Los berrinches y las crisis (meltdowns) se ven casi idénticos desde afuera — ambos involucran a un niño gritando, pateando, inconsolable. Pero tienen causas diferentes, patrones diferentes y requieren respuestas diferentes. Reconocer la diferencia es una de las habilidades más útiles que un padre de un niño pequeño puede desarrollar.
La Diferencia Central
Un berrinche está dirigido a un objetivo. El niño quiere algo (una galleta, un juguete, no irse del parque) y está escalando para conseguirlo. En algún nivel, hay una audiencia.
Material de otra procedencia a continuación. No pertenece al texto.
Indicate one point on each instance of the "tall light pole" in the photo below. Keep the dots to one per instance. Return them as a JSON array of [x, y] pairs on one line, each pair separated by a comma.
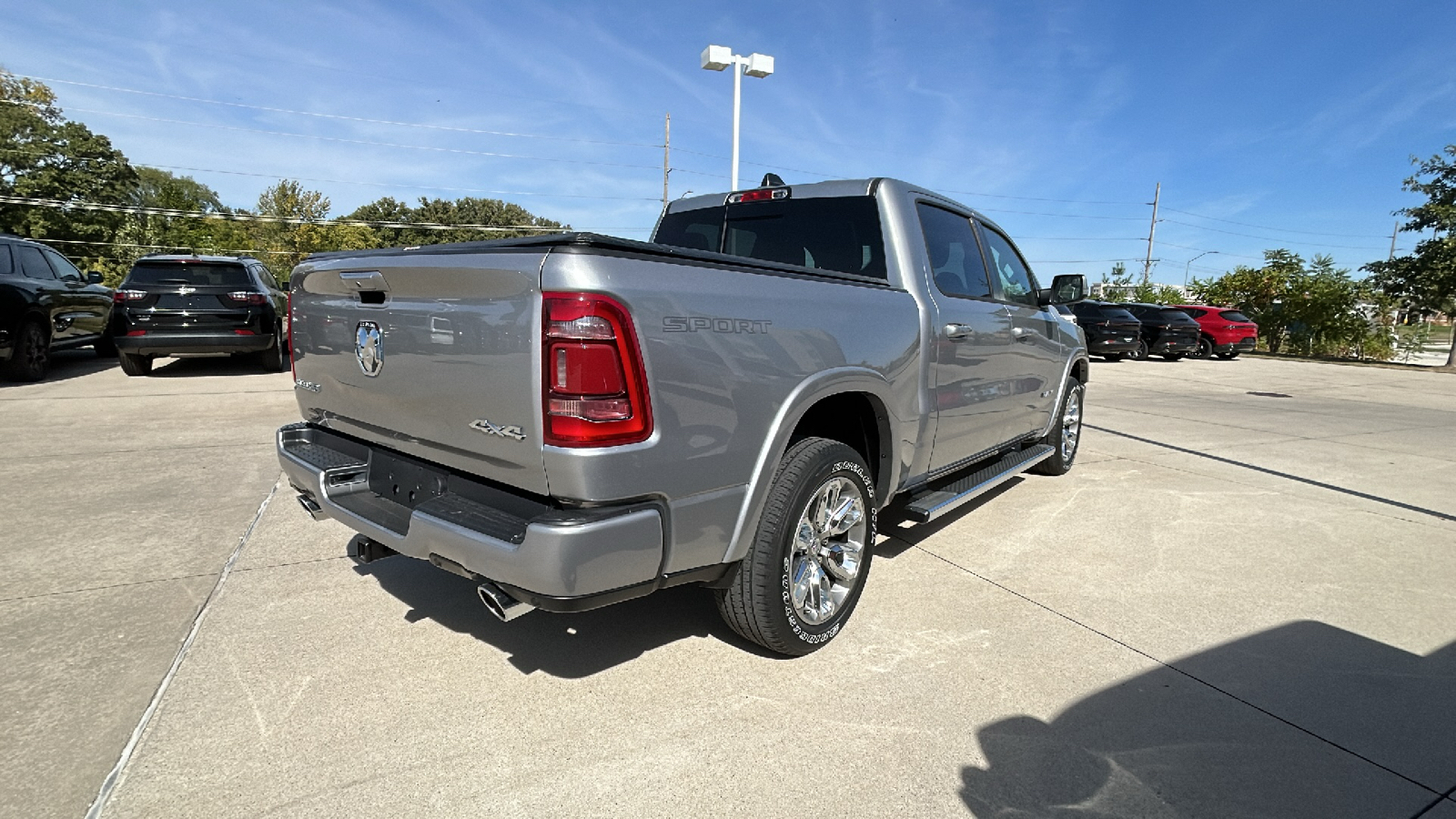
[[1187, 266], [720, 57]]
Una crisis es impulsada por la sobrecarga. El sistema nervioso del niño ha sido sobrecargado — demasiado ruido, demasiadas transiciones, demasiado cansancio, demasiada emoción — y está liberándose. No hay objetivo más allá de la liberación.
Señales de un Berrinche
- •Comenzó en respuesta a un disparador específico.
- •El niño revisa para ver si estás mirando.
- •Si el disparador cambia, el berrinche se detiene relativamente rápido.
- •El funcionamiento cognitivo se conserva.
- •Pico de edad típico: 18 meses a 3.5 años.
Señales de una Crisis
- •Se acumula con el tiempo — fatiga, sobreestimulación.
- •El niño parece incapaz de oírte. El razonamiento se ha apagado.
- •No se modula con cambios de audiencia.
- •A menudo involucra componentes sensoriales.
- •Dura más que un berrinche y requiere tiempo de recuperación.
Cómo Responder
Para el berrinche: mantén el límite con calma. Reconoce el sentimiento sin ceder a la demanda. Quédate cerca, pero no negocies ni recompenses la escalada.
Para la crisis: reduce la entrada sensorial. Atenúa las luces, baja tu voz a un susurro, saca al niño del entorno sobreestimulante. No intentes razonar — la parte del cerebro que maneja el razonamiento está fuera de línea.